Communication plans are developed, and the activity is planned and
scheduled separately from the individual activities of each organization
operating independently. Each organization has a stake in the outcome
of the collaboration, especially in the business success of the
venture and the effective use of pooled resources. The collaboration
has its own budget, schedule, resources, and rewards.
I can certainly see all three models: cooperation, coordination,
and collaboration, being used in relationship to information development
and training. Each of these models might also apply to work with
customer service, marketing, product development, and others inside
and outside our companies. But, longterm, well-planned collaboration
takes real work to be successful.
How, then, does a collaborative environment figure into our ideas
about information development itself? Can we create a collaborative
working environment among our own team members, whether they are
co-located or globally distributed?
We do not collaborate when we send assignments to colleagues in
India or elsewhere and tell them what they must do. We do not collaborate
when we ask writers who otherwise work independently to reuse an
occasional topic. Collaboration in information development is a
much more deliberate activity.
Collaboration requires that we have four key ingredients in place:
• vision and relationships
• structure, responsibilities, and communication
• authority and accountability
• resources and rewards
In setting up such a collaboration, we first need to ensure that
all the managers and players are fully behind the effort.

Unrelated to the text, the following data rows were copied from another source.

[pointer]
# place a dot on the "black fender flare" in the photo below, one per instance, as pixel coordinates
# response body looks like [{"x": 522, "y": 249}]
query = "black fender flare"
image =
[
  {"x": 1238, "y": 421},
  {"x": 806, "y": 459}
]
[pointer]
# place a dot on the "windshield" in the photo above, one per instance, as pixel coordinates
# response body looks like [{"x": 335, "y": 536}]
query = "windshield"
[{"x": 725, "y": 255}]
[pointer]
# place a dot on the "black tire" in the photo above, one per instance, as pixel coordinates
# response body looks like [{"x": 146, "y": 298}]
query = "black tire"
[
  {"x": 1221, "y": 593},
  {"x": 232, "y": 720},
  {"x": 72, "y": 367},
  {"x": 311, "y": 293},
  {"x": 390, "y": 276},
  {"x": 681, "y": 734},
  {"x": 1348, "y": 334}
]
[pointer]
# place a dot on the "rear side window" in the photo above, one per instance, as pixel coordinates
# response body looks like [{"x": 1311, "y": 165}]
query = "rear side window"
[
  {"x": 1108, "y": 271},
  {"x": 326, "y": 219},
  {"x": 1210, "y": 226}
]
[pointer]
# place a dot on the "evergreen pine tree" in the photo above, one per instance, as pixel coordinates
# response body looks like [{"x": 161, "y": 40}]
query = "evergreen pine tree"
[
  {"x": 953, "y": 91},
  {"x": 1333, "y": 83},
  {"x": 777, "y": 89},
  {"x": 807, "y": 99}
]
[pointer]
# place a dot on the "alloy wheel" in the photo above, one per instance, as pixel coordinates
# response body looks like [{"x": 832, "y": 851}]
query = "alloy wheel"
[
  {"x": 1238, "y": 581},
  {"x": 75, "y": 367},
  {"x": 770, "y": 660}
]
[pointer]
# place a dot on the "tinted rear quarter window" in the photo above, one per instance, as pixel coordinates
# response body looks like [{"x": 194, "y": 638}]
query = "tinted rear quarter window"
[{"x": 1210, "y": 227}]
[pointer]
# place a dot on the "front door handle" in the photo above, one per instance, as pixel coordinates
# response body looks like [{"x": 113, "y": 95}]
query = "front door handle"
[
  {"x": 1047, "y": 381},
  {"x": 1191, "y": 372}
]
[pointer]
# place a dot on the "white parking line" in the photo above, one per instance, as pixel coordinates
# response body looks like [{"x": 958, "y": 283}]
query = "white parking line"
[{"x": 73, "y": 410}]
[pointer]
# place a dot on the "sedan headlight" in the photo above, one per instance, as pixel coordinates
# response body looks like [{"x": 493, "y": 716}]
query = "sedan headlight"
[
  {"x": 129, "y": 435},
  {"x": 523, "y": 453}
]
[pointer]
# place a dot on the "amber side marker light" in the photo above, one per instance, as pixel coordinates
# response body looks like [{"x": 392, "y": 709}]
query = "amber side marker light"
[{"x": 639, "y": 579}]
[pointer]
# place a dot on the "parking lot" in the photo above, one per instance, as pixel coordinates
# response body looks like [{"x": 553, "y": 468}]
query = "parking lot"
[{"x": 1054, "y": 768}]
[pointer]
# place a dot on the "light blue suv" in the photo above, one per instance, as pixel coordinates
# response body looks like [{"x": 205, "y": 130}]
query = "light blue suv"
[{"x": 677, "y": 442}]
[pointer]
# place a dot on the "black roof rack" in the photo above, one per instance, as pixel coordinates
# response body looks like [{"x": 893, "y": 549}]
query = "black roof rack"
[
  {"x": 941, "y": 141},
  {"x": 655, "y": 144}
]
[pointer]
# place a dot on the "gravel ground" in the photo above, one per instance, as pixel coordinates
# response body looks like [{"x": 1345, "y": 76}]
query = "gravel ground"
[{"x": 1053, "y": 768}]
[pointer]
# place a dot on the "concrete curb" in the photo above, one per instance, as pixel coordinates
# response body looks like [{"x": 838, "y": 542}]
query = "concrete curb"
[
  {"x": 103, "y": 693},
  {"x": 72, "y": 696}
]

Consider
a collaboration in which a team of information developers works
on the redesign of an information library for a product as part
of a move toward topic-based authoring and content management. In
a collaborative pilot project, a team is assigned that includes
people from each part of the process, including writers, editors,
planners, production specialists, localization specialists, and
others. The team develops a shared vision of their projects so that
everyone understands the stakes and the responsibilities.
The collaborative team creates a new organizational structure with
clearly defined roles and responsibilities. It develops a plan,
perhaps in the form of project phases, each with its own goals.
The team develops ways of measuring its success, including maintaining
a schedule, calculating cost savings, and others ensuring that the
collaboration meets its goals.
In planning an information library, the team collaborates on the
content architecture and the topics to be developed. Each team member
receives an assignment that supports the central vision. Some work
may occur independently, of course, but everyone is responsible
for following the agreed-upon rules.
The team has resources, mostly in the form of people assigned, but
often including funding for special services. They may engage an
expert consultant to help with planning and to monitor the results.
They may invest jointly in new tools. They have strong lines of
communication established within the group, which helps to create
an atmosphere of trust. If the collaboration is successful, all
the team members share in the rewards.
If you’re considering that collaboration takes more work than
you thought, I would agree. Putting together a true collaborative
project takes leadership, time, and resource commitment. Despite
the difficulties, a successful collaboration has a great payoff.
It allows us to bring multiple perspectives and resources to bear
on solving a complex problem. And, it’s a necessity in times
of curtailed resources and time. Individuals and organizations are
less likely today than ever to survive on their own. By collaborating,
we can combine forces and succeed.
†Paul W. Mattessich, Marta Murray-Close, Barbara
R. Monsey. Collaboration: What Makes It Work: 2nd Edition. St. Paul,
MN: Amherst H. Wilder Foundation, 2004.